Over the next 5 years, the scenario will depend on the success or failure of the immunotherapy trials. If successful, these new drugs might have a relevant role both in the first- and second-line setting as they could be the optimal strategy for patients with contraindication or poor tolerability to multikinase inhibitors. Moreover, if confirmed that immunotherapy can be carried out independently of causes less liver toxicity, this approach could allow treatment of HCC even in patients with more compromised liver function.

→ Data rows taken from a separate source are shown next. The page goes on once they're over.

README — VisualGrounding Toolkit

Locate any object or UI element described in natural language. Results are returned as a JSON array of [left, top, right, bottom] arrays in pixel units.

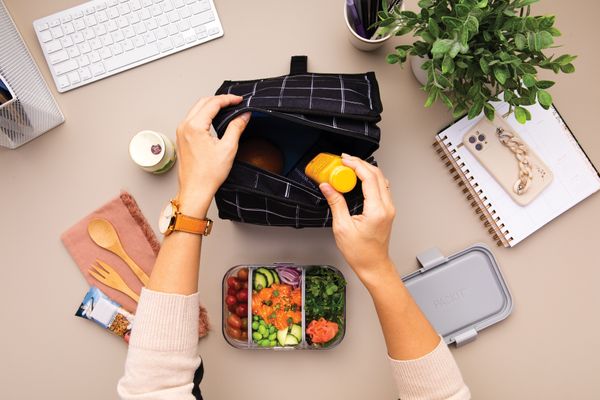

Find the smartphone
[[463, 115, 553, 206]]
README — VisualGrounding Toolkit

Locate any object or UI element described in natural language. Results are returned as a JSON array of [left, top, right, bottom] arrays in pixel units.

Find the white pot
[[410, 56, 429, 86]]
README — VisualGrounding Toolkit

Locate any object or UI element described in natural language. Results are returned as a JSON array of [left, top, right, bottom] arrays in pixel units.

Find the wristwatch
[[158, 199, 213, 236]]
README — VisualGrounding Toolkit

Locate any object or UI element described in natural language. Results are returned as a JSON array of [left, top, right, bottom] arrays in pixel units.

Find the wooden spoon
[[88, 218, 150, 286]]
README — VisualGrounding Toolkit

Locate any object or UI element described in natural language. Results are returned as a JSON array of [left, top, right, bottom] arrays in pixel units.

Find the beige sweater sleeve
[[390, 338, 471, 400], [117, 289, 202, 400]]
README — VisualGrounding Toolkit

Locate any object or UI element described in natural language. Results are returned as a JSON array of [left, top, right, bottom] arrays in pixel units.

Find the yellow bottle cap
[[329, 166, 356, 193]]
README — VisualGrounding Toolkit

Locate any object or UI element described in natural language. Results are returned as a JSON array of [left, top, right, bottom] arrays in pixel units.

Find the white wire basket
[[0, 0, 65, 149]]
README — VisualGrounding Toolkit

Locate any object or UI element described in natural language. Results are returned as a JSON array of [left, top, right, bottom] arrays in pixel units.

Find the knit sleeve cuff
[[129, 288, 200, 352], [388, 338, 471, 400]]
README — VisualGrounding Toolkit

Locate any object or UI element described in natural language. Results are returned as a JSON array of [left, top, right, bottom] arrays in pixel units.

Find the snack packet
[[75, 286, 134, 342]]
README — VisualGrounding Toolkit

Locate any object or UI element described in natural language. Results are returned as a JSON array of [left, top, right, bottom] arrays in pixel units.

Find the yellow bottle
[[304, 153, 356, 193]]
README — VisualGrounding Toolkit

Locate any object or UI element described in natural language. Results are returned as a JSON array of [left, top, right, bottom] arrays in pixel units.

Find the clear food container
[[222, 263, 346, 350]]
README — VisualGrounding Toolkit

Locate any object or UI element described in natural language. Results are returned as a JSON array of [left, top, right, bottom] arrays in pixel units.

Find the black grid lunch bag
[[213, 56, 382, 228]]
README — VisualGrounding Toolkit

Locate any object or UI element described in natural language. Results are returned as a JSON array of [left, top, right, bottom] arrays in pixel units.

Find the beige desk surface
[[0, 0, 600, 400]]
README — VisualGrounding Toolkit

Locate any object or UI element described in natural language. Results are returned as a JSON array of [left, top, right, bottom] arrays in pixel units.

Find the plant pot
[[410, 56, 429, 86]]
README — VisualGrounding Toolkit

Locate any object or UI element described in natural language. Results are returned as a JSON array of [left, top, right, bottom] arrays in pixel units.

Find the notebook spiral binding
[[433, 136, 513, 247]]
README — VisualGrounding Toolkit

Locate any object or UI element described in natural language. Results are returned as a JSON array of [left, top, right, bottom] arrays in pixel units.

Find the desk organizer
[[0, 0, 64, 149], [403, 244, 513, 347], [222, 263, 346, 350]]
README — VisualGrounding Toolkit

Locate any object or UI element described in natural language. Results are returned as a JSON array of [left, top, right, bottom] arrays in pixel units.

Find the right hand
[[319, 154, 396, 286]]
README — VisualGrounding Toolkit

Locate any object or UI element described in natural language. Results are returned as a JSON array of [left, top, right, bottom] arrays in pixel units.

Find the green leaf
[[483, 103, 496, 121], [515, 33, 527, 50], [515, 106, 527, 124], [494, 65, 509, 85], [535, 81, 554, 89], [431, 39, 455, 58], [468, 99, 483, 119], [425, 87, 439, 107], [560, 64, 575, 74], [479, 58, 490, 75], [429, 18, 440, 38], [523, 74, 535, 88], [536, 31, 554, 49], [442, 54, 454, 74], [538, 90, 552, 110], [440, 92, 454, 109], [554, 54, 577, 65]]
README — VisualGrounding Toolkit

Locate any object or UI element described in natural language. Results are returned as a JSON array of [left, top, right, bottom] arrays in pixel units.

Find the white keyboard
[[33, 0, 223, 92]]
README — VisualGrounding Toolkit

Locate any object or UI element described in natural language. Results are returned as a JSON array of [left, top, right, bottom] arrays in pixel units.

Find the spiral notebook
[[434, 102, 600, 247]]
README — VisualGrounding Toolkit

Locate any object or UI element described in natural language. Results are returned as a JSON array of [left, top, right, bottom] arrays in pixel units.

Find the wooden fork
[[88, 259, 140, 303]]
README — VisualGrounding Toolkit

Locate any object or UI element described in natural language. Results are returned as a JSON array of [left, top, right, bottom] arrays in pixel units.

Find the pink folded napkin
[[61, 192, 209, 337]]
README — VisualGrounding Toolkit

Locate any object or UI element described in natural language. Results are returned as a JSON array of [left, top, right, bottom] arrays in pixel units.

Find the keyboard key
[[67, 71, 81, 85], [158, 38, 173, 53], [79, 42, 92, 54], [100, 35, 114, 47], [50, 26, 64, 39], [73, 18, 85, 31], [77, 55, 90, 68], [77, 67, 92, 81], [83, 15, 97, 26], [143, 32, 156, 43], [56, 76, 71, 89], [48, 50, 69, 65], [106, 20, 119, 32], [105, 43, 159, 71], [54, 60, 79, 75], [71, 32, 85, 44], [40, 31, 52, 43], [40, 31, 52, 43], [90, 51, 102, 63], [96, 11, 108, 24], [60, 36, 73, 47], [108, 7, 121, 19], [91, 64, 106, 76], [63, 22, 75, 35], [67, 46, 81, 58], [98, 47, 112, 60], [46, 40, 62, 54]]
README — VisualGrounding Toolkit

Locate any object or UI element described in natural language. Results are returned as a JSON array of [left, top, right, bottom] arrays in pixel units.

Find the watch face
[[158, 203, 175, 235]]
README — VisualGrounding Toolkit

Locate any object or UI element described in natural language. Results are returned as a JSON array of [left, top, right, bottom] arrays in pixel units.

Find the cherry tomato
[[225, 295, 237, 306], [227, 314, 242, 329], [235, 304, 248, 317], [225, 326, 241, 340], [238, 268, 248, 282], [235, 289, 248, 303], [227, 276, 240, 290]]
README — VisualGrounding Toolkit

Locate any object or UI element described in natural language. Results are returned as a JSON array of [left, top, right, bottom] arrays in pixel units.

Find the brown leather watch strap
[[173, 213, 212, 236]]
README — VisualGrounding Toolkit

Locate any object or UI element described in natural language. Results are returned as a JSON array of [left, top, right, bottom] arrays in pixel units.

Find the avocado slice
[[254, 271, 267, 290], [256, 268, 274, 287]]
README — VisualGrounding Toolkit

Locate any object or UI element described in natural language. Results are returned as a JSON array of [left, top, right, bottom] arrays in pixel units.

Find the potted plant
[[378, 0, 575, 123]]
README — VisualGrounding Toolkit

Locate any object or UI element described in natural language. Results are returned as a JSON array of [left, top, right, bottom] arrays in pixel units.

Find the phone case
[[463, 116, 553, 206]]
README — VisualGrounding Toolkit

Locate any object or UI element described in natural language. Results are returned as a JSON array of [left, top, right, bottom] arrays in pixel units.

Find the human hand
[[319, 154, 396, 286], [177, 95, 250, 218]]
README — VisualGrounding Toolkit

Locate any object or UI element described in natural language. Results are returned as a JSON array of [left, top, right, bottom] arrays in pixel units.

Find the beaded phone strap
[[496, 127, 533, 195]]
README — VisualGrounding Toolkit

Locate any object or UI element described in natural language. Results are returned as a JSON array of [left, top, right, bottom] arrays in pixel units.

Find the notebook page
[[438, 103, 600, 246]]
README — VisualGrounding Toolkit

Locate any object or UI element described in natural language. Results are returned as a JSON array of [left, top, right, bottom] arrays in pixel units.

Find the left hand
[[177, 95, 250, 218]]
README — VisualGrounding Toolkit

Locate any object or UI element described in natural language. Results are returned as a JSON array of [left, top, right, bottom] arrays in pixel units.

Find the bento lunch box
[[222, 263, 346, 350]]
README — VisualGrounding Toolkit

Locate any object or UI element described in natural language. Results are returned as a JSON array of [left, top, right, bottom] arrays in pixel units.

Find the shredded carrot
[[306, 318, 339, 343]]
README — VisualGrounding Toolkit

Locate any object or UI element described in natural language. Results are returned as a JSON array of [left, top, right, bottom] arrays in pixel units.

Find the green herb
[[377, 0, 576, 123], [304, 267, 346, 331]]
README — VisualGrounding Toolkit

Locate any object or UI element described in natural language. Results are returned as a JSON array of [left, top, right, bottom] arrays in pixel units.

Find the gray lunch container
[[221, 263, 346, 351], [402, 244, 513, 347]]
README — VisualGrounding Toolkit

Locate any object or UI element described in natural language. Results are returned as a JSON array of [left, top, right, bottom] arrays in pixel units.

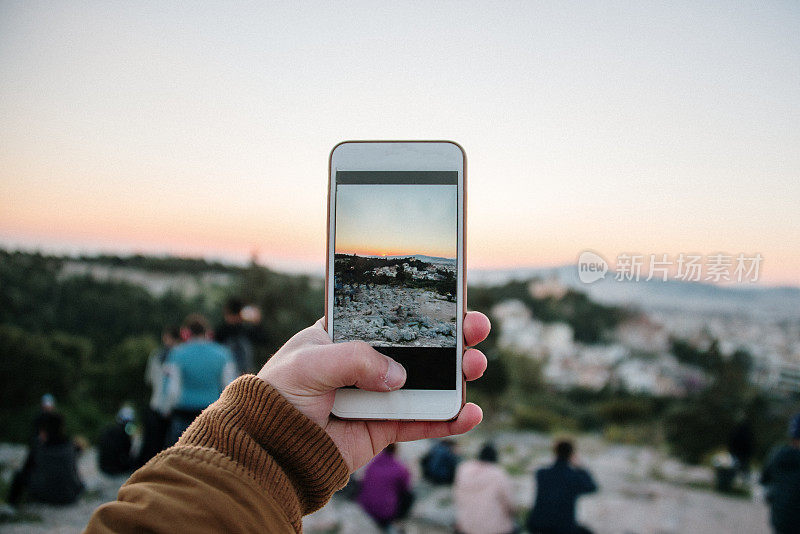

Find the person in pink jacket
[[453, 443, 517, 534], [358, 443, 411, 530]]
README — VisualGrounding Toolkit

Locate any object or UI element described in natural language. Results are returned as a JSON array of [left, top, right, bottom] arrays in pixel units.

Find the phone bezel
[[325, 141, 467, 421]]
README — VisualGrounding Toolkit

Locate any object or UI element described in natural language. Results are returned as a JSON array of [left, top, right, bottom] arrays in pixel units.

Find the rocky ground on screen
[[333, 255, 456, 347]]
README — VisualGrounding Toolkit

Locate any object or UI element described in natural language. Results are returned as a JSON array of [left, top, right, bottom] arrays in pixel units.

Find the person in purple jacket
[[357, 443, 412, 530]]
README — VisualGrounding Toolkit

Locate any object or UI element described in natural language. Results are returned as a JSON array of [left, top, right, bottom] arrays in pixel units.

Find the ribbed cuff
[[178, 375, 349, 531]]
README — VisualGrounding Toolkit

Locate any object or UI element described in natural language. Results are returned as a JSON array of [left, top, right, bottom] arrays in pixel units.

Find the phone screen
[[333, 170, 459, 390]]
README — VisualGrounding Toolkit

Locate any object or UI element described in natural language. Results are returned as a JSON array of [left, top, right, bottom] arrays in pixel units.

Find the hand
[[258, 312, 490, 472]]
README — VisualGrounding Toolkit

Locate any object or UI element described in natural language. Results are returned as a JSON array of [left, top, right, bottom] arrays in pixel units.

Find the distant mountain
[[467, 265, 800, 319], [359, 254, 456, 265]]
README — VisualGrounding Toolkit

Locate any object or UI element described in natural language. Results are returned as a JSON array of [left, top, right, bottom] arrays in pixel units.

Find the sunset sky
[[336, 184, 458, 258], [0, 1, 800, 285]]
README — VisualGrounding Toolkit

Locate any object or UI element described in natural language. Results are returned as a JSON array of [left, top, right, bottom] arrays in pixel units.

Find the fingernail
[[384, 358, 406, 389]]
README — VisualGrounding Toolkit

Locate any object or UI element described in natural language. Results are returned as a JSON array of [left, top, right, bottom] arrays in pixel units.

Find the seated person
[[97, 406, 135, 475], [27, 413, 83, 504]]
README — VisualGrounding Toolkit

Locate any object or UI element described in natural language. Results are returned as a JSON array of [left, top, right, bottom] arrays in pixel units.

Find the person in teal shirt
[[164, 314, 236, 446]]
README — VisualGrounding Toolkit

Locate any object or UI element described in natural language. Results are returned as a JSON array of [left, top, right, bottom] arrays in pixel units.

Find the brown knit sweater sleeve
[[87, 375, 348, 532]]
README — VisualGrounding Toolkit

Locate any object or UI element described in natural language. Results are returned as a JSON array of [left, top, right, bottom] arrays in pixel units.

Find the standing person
[[453, 443, 516, 534], [357, 443, 412, 531], [136, 326, 181, 466], [527, 440, 597, 534], [421, 439, 461, 484], [728, 420, 756, 484], [215, 297, 255, 375], [761, 413, 800, 534], [164, 314, 236, 445]]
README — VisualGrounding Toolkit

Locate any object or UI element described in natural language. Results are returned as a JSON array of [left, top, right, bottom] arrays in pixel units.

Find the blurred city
[[0, 2, 800, 534]]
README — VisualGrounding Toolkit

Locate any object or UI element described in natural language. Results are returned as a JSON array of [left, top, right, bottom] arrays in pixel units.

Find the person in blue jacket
[[164, 314, 236, 446], [526, 440, 597, 534]]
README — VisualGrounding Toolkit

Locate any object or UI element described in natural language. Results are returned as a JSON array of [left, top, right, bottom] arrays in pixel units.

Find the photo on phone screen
[[333, 171, 458, 389]]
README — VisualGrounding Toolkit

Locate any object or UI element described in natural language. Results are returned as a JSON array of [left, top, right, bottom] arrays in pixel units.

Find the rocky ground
[[333, 285, 456, 347], [0, 433, 769, 534], [304, 433, 769, 534]]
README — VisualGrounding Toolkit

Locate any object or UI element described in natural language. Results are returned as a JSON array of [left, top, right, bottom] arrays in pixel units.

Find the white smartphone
[[325, 141, 466, 421]]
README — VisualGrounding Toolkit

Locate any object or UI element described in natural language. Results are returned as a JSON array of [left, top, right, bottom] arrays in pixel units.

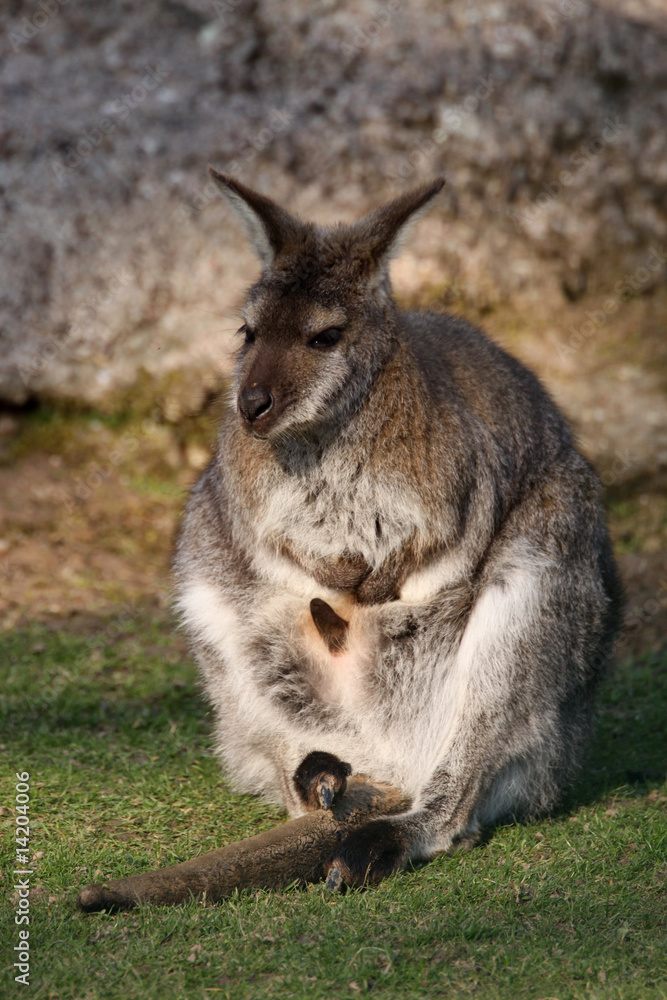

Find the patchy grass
[[0, 616, 667, 1000]]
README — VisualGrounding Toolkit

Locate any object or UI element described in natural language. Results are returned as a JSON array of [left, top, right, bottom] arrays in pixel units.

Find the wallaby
[[175, 169, 620, 886]]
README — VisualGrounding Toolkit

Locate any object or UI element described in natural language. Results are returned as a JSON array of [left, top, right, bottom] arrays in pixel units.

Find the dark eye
[[308, 326, 342, 347]]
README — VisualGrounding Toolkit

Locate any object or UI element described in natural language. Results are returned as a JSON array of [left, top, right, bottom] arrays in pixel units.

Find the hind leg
[[329, 543, 615, 887]]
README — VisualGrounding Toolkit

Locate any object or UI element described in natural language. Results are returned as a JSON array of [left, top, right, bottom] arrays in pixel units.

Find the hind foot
[[294, 750, 352, 809]]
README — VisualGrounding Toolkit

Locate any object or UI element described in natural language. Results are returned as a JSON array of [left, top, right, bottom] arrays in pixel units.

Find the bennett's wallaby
[[176, 170, 620, 885]]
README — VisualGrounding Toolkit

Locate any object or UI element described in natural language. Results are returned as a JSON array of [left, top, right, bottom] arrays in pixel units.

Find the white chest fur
[[252, 449, 429, 567]]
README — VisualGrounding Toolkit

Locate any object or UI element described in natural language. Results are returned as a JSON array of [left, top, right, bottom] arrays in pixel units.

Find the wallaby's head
[[210, 168, 444, 437]]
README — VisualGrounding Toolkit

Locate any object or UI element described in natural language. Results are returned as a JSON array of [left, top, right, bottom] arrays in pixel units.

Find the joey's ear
[[208, 167, 305, 264], [353, 177, 445, 274]]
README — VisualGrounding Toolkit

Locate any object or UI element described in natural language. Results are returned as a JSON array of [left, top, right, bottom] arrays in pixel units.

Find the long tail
[[77, 777, 410, 913]]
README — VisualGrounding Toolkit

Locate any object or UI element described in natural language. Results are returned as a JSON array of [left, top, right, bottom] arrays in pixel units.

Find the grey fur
[[176, 173, 620, 882]]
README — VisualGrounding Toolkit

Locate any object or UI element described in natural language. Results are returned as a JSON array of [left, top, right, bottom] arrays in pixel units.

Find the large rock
[[0, 0, 667, 413]]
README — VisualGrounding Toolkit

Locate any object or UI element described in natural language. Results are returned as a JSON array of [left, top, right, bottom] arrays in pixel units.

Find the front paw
[[294, 750, 352, 809], [326, 819, 410, 890]]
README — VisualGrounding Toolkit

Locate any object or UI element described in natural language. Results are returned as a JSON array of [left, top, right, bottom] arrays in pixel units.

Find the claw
[[325, 868, 343, 892]]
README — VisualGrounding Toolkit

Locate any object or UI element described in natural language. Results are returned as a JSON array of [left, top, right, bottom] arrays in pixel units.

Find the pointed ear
[[353, 177, 445, 274], [208, 167, 304, 264]]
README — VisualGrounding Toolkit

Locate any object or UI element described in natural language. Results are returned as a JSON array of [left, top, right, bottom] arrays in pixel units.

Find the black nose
[[239, 385, 273, 424]]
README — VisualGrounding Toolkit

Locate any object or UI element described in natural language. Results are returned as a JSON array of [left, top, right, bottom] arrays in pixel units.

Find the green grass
[[0, 618, 667, 1000]]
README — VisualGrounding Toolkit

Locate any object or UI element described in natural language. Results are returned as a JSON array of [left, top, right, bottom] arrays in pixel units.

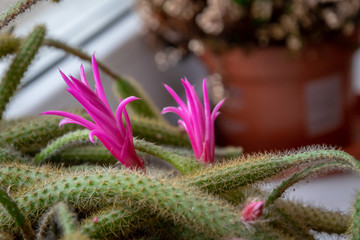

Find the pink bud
[[241, 201, 265, 222]]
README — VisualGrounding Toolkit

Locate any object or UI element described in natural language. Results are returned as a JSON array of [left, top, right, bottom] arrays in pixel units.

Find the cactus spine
[[184, 149, 359, 193], [0, 170, 247, 239], [0, 188, 35, 240]]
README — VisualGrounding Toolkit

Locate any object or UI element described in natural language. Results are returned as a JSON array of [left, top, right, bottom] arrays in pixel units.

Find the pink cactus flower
[[241, 201, 265, 223], [161, 78, 225, 163], [42, 56, 145, 170]]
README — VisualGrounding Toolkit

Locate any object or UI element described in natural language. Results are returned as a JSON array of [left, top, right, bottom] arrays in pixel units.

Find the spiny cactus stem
[[0, 163, 52, 192], [0, 188, 35, 240], [0, 25, 46, 119], [0, 0, 40, 29], [55, 202, 77, 236], [184, 149, 359, 193], [34, 129, 197, 174], [349, 193, 360, 240], [80, 205, 154, 238], [0, 169, 248, 237], [264, 162, 352, 207], [134, 138, 202, 174], [0, 34, 21, 57]]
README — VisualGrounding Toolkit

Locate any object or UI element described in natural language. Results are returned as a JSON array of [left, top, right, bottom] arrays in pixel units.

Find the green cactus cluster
[[0, 1, 360, 240]]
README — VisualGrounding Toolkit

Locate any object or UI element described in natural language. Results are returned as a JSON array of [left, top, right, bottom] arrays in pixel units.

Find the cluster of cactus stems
[[0, 1, 360, 240]]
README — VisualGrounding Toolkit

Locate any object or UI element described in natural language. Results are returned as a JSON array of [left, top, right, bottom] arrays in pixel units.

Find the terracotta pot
[[203, 45, 353, 152]]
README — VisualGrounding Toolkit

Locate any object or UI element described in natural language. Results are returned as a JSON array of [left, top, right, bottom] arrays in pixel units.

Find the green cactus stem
[[134, 139, 202, 175], [0, 116, 82, 153], [49, 145, 117, 166], [183, 149, 360, 193], [80, 206, 154, 239], [215, 146, 243, 160], [0, 188, 35, 240], [36, 202, 88, 240], [34, 129, 201, 174], [0, 0, 46, 29], [264, 162, 352, 207], [0, 111, 190, 153], [0, 34, 20, 57], [55, 202, 78, 237], [0, 147, 29, 163], [349, 193, 360, 240], [0, 163, 52, 192], [0, 25, 46, 118], [0, 169, 248, 237]]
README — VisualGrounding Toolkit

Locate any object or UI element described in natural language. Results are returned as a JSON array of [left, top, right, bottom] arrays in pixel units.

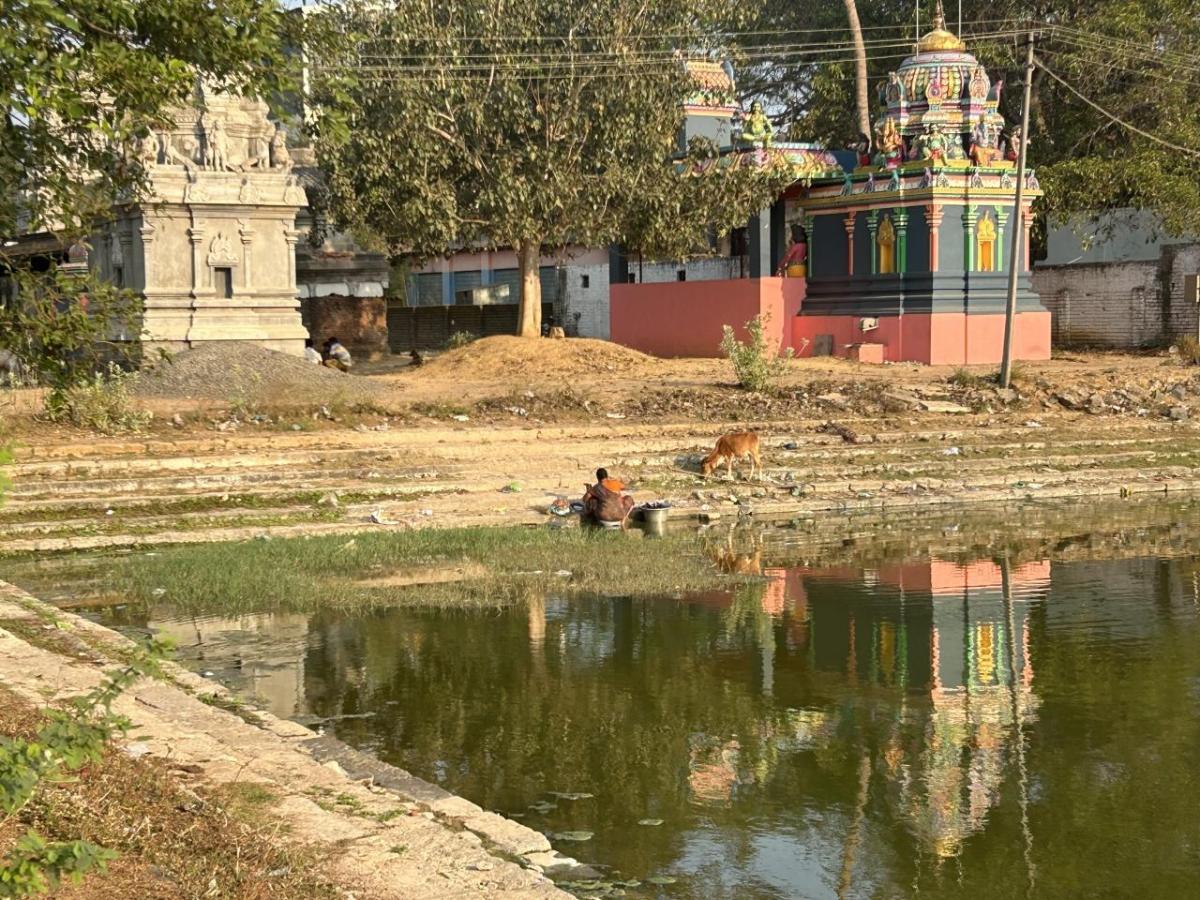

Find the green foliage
[[1171, 335, 1200, 364], [0, 266, 139, 413], [0, 441, 12, 506], [0, 641, 168, 898], [310, 0, 790, 325], [0, 0, 300, 235], [721, 316, 792, 392], [49, 364, 154, 434], [446, 331, 479, 350]]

Immunotherapy could also potentially extend its therapeutic indication to the adjuvant setting, given the promising preliminary results in this field (where, on the contrary, sorafenib has shown no benefit). However, all of these potential uses are subject to ongoing or future trials in order to demonstrate a survival benefit.

Finally, the identification of biomarkers that could predict response or resistance to treatments is ideally the best way to guide treatment decision and to identify the best timing for a therapy switch. For this purpose, collection of tumor histological samples and biobanking in clinical trials is essential.

To date, sorafenib is the only systemic agent globally available for use in patients with hepatocellular carcinoma (HCC).

The efficacy and safety of sorafenib were assessed in two large double-blind, placebo-controlled, Phase III randomized-controlled trials and confirmed in large real-life clinical trials.

No biomarkers predictive of response to sorefenib are available. However, patients suffering from early dermatological adverse events seem to have a better prognosis.

Sorafenib treatment may be of benefit even after radiological progression. With second-line treatments available at the horizon, future studies should identify the more appropriate timing for switching therapies.

In the Phase III REFLECT trial, lenvatinib has shown to be non-inferior to sorafenib in a front-line setting.

In the second-line setting, both regorafenib and cabozantinib have shown to be superior to best supportive care following sorafenib failure. The treatment sequence of sorafenib plus regorafenib showed an OS of 26 months in patients who received the sorafenib/regorafenib sequential therapy.

Immune checkpoint inhibitors are attracting more and more attention, especially after interesting preliminary results. Nivolumab is being tested in a frontline setting versus sorafenib. At the same time, tremelimumab is under investigation in a second-line trial versus best supportive care.

The potential role of immunotherapy in patients who cannot tolerate multikinase inhibitors, in those with more deteriorated liver function, and in the adjuvant setting makes this therapeutic approach of particular interest in HCC patients.